# Zipp cockpits: alloy vs carbon fiber



## Bob Ross (Apr 18, 2006)

I suppose I can probably go on Zipp's website, look up all the individual parts, do some remedial math, and come up with the answer myself, but in the off-chance that someone here has already gone through that exercise, I'll ask:

Does anyone know what the total weight savings (if any) between Zipp's aluminum components (Service Course SL70 handlebar, Service Course SL stem, and Service Course SL seatpost) and their carbon fiber equivalents (SL70 aerobar, SL Speed stem, and SL Speed seatpost) are?

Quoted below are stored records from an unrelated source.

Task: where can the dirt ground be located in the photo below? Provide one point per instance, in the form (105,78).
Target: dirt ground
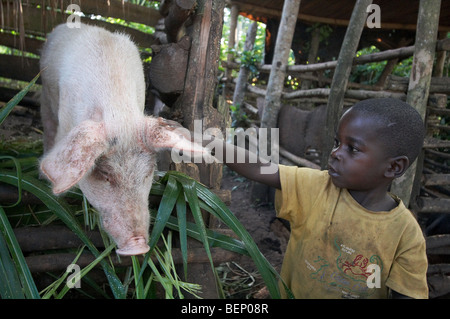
(269,232)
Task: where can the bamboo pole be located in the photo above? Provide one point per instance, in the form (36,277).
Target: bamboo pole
(419,84)
(241,84)
(341,75)
(278,70)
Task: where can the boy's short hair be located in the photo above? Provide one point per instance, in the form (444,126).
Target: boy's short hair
(401,126)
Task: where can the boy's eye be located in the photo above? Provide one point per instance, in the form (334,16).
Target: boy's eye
(336,143)
(352,149)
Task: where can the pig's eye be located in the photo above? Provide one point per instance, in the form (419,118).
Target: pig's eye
(102,175)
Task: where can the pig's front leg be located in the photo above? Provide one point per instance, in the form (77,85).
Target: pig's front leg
(159,133)
(134,246)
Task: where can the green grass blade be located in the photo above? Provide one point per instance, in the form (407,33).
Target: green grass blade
(221,211)
(165,209)
(63,211)
(18,168)
(10,286)
(4,112)
(181,215)
(189,186)
(23,273)
(215,239)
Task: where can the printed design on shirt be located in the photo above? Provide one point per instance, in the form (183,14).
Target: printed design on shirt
(350,275)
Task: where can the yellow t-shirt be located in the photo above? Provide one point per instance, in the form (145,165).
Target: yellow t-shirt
(339,249)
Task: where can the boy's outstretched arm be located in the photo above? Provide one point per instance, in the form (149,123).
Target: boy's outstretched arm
(250,166)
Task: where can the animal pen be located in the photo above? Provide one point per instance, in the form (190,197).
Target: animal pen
(182,85)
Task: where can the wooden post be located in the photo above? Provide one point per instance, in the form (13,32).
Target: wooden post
(286,30)
(341,74)
(196,103)
(419,82)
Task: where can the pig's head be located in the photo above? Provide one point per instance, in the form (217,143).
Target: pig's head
(115,173)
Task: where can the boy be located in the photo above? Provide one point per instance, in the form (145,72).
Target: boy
(351,238)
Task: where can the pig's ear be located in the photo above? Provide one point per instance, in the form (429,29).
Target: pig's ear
(74,155)
(159,133)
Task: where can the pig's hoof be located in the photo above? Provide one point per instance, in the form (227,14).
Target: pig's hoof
(134,246)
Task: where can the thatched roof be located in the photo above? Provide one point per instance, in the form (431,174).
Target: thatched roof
(395,14)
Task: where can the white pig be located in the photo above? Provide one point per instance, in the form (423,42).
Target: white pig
(95,132)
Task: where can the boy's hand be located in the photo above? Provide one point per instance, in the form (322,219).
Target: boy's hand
(247,164)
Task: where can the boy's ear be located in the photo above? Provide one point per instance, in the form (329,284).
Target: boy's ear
(397,166)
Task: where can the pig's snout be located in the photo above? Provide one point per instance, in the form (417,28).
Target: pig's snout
(134,246)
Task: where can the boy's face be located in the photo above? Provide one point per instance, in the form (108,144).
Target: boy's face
(358,161)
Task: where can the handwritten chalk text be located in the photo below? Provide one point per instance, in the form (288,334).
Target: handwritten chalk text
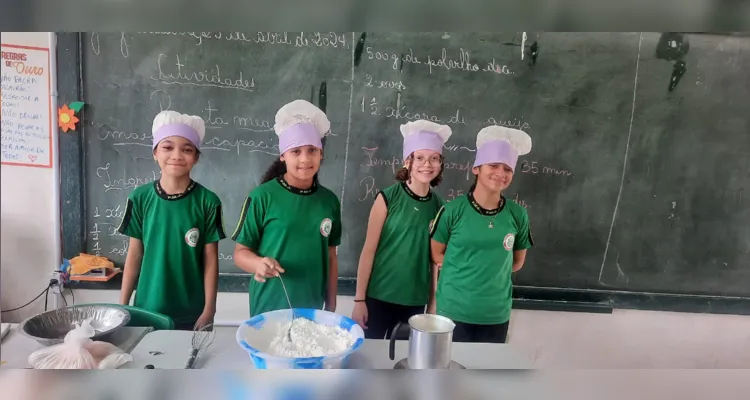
(126,182)
(184,75)
(301,39)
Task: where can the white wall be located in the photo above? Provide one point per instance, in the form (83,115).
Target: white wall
(27,255)
(624,339)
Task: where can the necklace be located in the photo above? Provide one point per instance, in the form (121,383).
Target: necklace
(500,205)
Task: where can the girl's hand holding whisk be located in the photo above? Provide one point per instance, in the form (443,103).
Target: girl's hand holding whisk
(267,268)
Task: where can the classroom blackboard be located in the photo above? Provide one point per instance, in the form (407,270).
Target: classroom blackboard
(635,181)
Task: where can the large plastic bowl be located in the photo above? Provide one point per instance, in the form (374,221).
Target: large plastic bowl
(255,341)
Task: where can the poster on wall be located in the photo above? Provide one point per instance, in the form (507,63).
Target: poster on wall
(26,106)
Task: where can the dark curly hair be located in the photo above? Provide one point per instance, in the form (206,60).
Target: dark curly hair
(278,169)
(404,174)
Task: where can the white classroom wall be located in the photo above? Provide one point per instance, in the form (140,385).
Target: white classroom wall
(624,339)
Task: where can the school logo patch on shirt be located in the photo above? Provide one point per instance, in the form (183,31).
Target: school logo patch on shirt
(191,237)
(508,241)
(325,227)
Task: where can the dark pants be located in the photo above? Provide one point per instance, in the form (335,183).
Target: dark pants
(480,333)
(382,317)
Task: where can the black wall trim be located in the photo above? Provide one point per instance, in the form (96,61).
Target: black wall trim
(534,298)
(72,182)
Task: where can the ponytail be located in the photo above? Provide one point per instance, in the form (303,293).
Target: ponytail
(276,170)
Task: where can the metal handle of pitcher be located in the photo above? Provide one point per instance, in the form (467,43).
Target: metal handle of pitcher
(394,334)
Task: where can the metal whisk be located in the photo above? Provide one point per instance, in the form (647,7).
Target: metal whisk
(289,331)
(202,338)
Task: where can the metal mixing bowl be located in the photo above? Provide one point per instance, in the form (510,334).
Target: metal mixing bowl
(50,328)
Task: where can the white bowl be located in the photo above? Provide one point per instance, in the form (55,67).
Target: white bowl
(255,341)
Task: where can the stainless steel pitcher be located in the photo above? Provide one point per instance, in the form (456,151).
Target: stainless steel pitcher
(430,339)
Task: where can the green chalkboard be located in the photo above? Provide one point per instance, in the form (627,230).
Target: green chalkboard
(635,181)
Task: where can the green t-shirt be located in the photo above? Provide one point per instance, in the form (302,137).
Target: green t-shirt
(295,227)
(174,230)
(475,280)
(401,268)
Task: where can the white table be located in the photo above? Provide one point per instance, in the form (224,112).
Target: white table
(225,354)
(16,347)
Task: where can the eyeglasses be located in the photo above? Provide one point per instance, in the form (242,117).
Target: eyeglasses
(434,160)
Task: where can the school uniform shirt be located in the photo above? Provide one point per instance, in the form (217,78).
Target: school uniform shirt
(475,280)
(174,230)
(295,227)
(401,267)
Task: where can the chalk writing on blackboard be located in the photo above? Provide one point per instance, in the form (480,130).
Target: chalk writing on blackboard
(26,107)
(178,71)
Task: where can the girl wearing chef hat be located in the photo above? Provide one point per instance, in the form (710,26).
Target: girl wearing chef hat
(290,224)
(394,279)
(175,225)
(480,239)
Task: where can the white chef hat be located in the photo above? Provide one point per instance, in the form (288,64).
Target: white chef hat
(498,144)
(424,135)
(171,123)
(300,123)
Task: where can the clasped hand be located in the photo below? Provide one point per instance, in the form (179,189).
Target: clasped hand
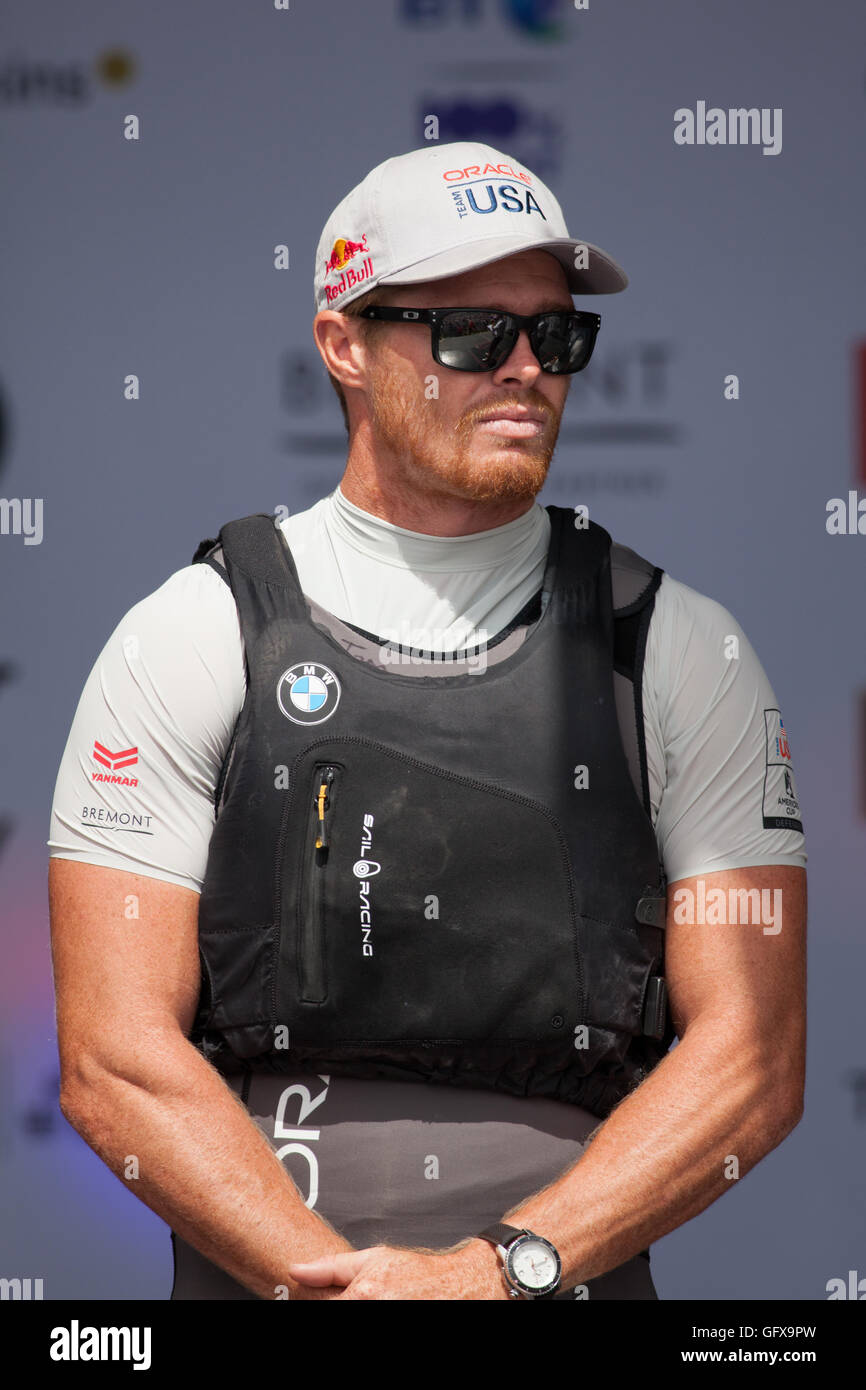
(388,1272)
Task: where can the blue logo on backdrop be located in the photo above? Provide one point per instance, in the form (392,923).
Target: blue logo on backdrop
(534,138)
(307,692)
(538,18)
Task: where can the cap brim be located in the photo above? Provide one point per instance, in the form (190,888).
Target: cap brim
(601,277)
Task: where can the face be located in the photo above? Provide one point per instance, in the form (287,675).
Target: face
(441,442)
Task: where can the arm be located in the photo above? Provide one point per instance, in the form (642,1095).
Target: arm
(731,1086)
(127,983)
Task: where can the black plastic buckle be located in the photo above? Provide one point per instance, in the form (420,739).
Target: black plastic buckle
(655,1007)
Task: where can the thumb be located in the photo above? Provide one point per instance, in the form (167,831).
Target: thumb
(331,1269)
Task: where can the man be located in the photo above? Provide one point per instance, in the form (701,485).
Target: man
(470,763)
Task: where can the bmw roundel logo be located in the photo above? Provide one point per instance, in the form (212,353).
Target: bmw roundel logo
(307,692)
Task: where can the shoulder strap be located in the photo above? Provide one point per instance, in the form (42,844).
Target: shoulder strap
(635,583)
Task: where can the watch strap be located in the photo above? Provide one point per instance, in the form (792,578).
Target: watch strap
(501,1235)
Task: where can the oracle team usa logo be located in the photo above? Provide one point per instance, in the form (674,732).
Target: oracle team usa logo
(307,692)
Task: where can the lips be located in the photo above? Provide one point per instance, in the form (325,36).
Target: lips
(510,413)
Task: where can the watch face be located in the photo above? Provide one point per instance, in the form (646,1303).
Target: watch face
(534,1264)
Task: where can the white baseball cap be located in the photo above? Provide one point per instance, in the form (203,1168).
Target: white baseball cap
(442,210)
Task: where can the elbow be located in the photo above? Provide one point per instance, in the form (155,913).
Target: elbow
(783,1108)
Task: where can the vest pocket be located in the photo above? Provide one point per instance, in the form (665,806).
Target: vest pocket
(312,890)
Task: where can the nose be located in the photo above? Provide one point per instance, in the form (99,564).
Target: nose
(521,366)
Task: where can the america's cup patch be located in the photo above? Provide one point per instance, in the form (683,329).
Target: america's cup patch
(307,692)
(780,802)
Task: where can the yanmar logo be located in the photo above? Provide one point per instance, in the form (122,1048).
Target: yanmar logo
(123,758)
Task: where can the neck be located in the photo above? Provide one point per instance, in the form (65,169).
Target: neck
(427,510)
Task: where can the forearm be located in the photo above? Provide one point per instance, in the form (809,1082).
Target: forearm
(663,1154)
(203,1166)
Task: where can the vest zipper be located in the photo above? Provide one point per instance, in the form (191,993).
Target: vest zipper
(313,979)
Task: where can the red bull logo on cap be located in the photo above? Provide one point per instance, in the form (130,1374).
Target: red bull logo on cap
(344,252)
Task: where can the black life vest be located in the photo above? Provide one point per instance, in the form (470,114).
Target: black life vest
(435,877)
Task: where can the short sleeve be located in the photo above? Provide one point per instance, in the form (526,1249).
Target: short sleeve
(136,781)
(719,754)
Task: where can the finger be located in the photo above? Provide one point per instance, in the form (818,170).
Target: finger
(330,1269)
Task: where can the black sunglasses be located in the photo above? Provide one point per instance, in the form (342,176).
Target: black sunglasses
(481,339)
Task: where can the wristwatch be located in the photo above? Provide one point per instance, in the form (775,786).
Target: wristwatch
(530,1264)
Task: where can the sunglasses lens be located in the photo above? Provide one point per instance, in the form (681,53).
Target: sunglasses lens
(565,342)
(481,341)
(467,341)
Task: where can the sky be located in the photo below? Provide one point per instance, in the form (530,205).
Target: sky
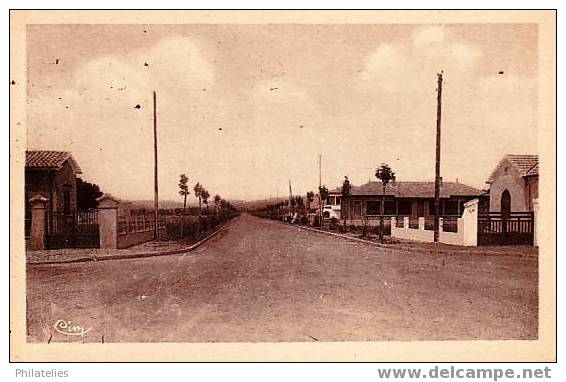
(243,109)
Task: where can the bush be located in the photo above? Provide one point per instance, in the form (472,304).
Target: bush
(333,223)
(190,227)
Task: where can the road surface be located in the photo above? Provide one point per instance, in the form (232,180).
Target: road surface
(265,281)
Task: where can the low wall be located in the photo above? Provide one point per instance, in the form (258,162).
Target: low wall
(126,240)
(412,234)
(466,233)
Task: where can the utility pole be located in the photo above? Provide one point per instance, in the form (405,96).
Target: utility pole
(290,191)
(319,187)
(155,187)
(437,171)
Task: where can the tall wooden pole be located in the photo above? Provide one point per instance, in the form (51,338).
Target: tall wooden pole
(437,171)
(319,187)
(155,187)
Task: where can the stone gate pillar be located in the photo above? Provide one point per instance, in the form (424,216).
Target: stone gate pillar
(108,221)
(38,229)
(470,225)
(535,222)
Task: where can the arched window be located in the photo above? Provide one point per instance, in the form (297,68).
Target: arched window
(505,203)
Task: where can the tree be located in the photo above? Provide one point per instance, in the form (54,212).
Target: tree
(205,195)
(183,191)
(346,190)
(87,193)
(323,192)
(198,193)
(384,174)
(217,199)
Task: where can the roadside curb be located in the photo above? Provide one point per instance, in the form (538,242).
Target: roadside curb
(408,248)
(137,255)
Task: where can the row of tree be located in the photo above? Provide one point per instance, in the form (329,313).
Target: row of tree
(203,196)
(383,173)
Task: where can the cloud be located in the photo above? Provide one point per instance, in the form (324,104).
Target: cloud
(428,35)
(105,114)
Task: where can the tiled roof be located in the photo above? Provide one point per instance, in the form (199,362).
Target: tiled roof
(50,160)
(525,164)
(416,189)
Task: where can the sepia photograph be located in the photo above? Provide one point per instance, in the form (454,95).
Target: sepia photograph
(359,180)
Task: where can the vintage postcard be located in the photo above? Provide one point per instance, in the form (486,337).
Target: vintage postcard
(283,186)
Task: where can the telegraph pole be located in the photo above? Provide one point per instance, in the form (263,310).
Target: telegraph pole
(437,171)
(155,187)
(319,186)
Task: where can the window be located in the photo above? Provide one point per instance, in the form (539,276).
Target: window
(372,208)
(389,208)
(405,207)
(451,207)
(66,199)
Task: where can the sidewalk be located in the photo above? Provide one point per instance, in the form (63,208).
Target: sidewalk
(148,249)
(425,247)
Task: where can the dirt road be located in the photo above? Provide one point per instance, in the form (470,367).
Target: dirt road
(265,281)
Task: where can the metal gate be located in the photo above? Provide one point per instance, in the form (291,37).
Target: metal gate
(513,228)
(73,230)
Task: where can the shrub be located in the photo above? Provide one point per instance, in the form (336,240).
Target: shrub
(333,223)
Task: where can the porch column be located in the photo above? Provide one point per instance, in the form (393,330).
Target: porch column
(38,222)
(108,221)
(470,219)
(535,222)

Just trying to figure out the price-per-gram premium for the extra $555 on a potential new build.

Thanks.


----------



## Bob Ross (Apr 18, 2006)

Asked and answered:


Service Course SL70 handlebar 250g
Service Course SL stem 135g
ah-ha, it's a trick question! The Service Course SL seatpost is a carbon post (with alloy clamp and stainless steel hardware) 233g
alloy total 618g


SL70 aerobar 240g
SL Speed stem 123g
SL Speed seatpost 187g
carbon fiber total 550g

So an extra $555 saves you 68g.
Pass.


----------



## Mackers (Dec 29, 2009)

Don't forget the fudge factor.

Got an alloy SL70 on a bike I bought but it wasn't my size, so it's lying around here.
Just weighed it and it's 284 grams. Size 42.

Also the weight on that second seat post is totally unrealistic, I suggest you double check.


----------



## Bob Ross (Apr 18, 2006)

Mackers said:


> the weight on that second seat post is totally unrealistic, I suggest you double check.


I don't know if it's _totally_ unrealistic, but good catch: It should be 187g, not 287g. I've updated my previous post. Thanks.


----------